London Food Blog post by Wibke Carter
London is a 24/7 city, and it’s also a 12 months-a-year city! The most buzzing, fast-paced metropolis in northern Europe, there’s always something to see and do whatever the time of year. But be sure to bring an umbrella or a raincoat: even in high summer, the British capital gets some heavy showers! You can pair your visit with a specific festival or event, or choose a random weekend in winter if you want to beat the crowds. Whenever you choose to come to the UK, you’re sure to have a great time – here are a few of our favorite occasions to visit London…
6 of the Best Times of Year to Visit London
With the royal parks and gardens in full blossom, spring is the perfect time to visit the city before the bulk of the crowds descend in summer. There are also a few key events taking place that make London unmissable in spring! The Patrick’s Day Festival is a huge display of Irish pride in London – with parades, music, craft fairs promoting Irish culture and heritage, and food stalls around Trafalgar Square, where the fountains gush green. Plus: lots of Irish beer! In late March or early April, the annual Oxford and Cambridge Boat Race has been taking place on the River Thames since 1829. While the race itself lasts less than 30 minutes, the after-party continues well into the night. And finally, for the sports enthusiasts, the London Marathon takes place on a Sunday in mid-April, with some 35,000 runners taking part. Starting in Greenwich and ending at Buckingham Palace, it’s a treat for spectators as much as a feat for those running it.
The world’s most famous tennis tournament – enough said. Pack yourself a picnic of strawberries and cream, cucumber sandwiches and Pimm’s with lemonade, and make a day of it. Wimbledon’s Centre Court has seen everyone from Roger Federer to Serena Williams play (and win) on its perfectly manicured lawns, and there are generally celebrities to be spotted in the crowd as well as on the court. While rain has occasionally stopped play in the past, Wimbledon is famed for making even England’s grey skies turn blue for a couple of weeks – so it’s probably a good bet weather-wise!

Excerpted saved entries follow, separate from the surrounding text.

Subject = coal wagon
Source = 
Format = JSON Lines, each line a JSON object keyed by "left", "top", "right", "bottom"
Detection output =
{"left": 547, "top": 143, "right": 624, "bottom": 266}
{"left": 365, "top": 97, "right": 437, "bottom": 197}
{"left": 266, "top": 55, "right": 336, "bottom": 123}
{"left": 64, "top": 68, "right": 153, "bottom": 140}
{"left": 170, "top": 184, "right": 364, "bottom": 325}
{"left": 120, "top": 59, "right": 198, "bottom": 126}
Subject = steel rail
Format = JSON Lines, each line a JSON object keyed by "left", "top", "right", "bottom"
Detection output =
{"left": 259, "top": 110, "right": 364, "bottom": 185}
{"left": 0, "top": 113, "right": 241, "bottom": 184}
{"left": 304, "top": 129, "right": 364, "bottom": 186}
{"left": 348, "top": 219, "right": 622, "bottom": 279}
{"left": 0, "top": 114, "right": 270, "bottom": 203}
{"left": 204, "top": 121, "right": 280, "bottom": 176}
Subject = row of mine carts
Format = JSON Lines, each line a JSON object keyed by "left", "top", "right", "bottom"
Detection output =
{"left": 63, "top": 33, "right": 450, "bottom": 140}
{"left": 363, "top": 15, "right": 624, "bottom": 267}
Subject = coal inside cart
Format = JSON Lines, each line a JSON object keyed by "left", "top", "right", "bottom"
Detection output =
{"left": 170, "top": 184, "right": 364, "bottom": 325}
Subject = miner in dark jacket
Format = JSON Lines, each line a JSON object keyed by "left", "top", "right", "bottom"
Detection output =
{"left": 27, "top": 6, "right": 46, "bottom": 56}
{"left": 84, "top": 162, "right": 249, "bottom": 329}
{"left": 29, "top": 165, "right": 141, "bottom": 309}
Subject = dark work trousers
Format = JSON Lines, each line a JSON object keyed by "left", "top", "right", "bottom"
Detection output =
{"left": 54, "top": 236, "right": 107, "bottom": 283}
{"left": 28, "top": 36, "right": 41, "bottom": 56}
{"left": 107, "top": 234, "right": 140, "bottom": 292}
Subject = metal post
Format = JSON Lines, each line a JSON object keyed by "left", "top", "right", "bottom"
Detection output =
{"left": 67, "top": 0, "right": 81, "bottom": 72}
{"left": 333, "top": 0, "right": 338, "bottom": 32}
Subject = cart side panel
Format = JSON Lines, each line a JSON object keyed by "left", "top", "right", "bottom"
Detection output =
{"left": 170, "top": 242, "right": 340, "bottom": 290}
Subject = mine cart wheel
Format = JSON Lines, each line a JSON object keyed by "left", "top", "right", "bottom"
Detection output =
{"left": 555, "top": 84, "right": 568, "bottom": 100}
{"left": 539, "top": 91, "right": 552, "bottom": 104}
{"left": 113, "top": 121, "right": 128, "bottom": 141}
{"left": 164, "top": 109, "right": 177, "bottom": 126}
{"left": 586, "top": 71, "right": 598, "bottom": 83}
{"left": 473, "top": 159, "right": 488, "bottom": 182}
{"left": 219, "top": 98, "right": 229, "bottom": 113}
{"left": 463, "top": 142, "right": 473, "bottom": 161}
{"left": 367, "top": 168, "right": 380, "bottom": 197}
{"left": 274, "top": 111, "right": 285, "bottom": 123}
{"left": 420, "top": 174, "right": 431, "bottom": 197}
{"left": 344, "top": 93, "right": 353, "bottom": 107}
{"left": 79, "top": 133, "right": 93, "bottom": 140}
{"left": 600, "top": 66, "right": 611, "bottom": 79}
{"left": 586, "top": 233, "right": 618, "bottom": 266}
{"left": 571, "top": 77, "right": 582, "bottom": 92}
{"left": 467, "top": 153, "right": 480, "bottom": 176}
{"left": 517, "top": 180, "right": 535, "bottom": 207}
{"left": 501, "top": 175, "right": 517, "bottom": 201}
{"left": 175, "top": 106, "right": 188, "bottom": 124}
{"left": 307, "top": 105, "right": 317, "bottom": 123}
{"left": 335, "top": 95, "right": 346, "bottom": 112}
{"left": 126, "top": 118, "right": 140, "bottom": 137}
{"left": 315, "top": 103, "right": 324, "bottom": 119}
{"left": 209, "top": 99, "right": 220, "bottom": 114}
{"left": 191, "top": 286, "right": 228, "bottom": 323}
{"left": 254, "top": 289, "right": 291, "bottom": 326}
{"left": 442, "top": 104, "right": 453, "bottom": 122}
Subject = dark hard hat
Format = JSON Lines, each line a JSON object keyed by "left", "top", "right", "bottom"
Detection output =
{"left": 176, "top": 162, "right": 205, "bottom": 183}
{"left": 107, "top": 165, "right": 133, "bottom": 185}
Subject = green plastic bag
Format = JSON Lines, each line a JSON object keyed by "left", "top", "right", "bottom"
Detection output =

Notting Hill Carnival (August)
Europe’s largest street parade, the Notting Hill Carnival is a veritable smorgasbord of cultures spanning the Caribbean as well as Eastern Europe, South America, and the Indian subcontinent. This famously colorful festival attracts some 2 million people during the August Bank Holiday weekend, which includes the last Monday in August. Expect (very) skimpy costumes, spicy food and drinks, floats weaving through the labyrinthine streets of Notting Hill, and all-night celebrations in the surrounding bars and clubs.
Guy Fawkes Night (November 5)
In 1605, Guy Fawkes attempted to assassinate King James I and the entire Parliament by blowing them up in the famous Gunpowder Plot. Rather curiously, to this day the British celebrate his failure to do so. Guy Fawkes’ effigy is thrown onto bonfires across the country, and fireworks rage in the night sky. Firework displays are scattered around town, including at Battersea Park and Alexandra Palace. Great views over the fireworks are to be had from Mount Primrose Hill or Hampstead Heath.
Christmas is a magical time in London. The city sparkles with twinkling lights and festive events during the holiday season, including the wonderful ice-skating rink at Somerset House. Christmas markets have more recently made their way over from the continent to the UK, and visitors can now pretend they’re in Sweden or Germany while sipping their gluhwein. But beware: central London is usually overrun with holiday shoppers, especially at Oxford Street and Old Bond Street.
As Big Ben strikes midnight, London rings in the New Year with fireworks over the Thames and the London Eye on the Southbank. For better crowd control, in 2015, the city began limiting attendance to 100,000 and requiring tickets. Wherever you decide to see in the New Year (and of course London is home to plenty of parties, just like many other cities), be sure to learn the words to Auld Lang Syne. Despite its Scottish origins, all Brits have appropriated it as the tune of choice to mark the passing of the year!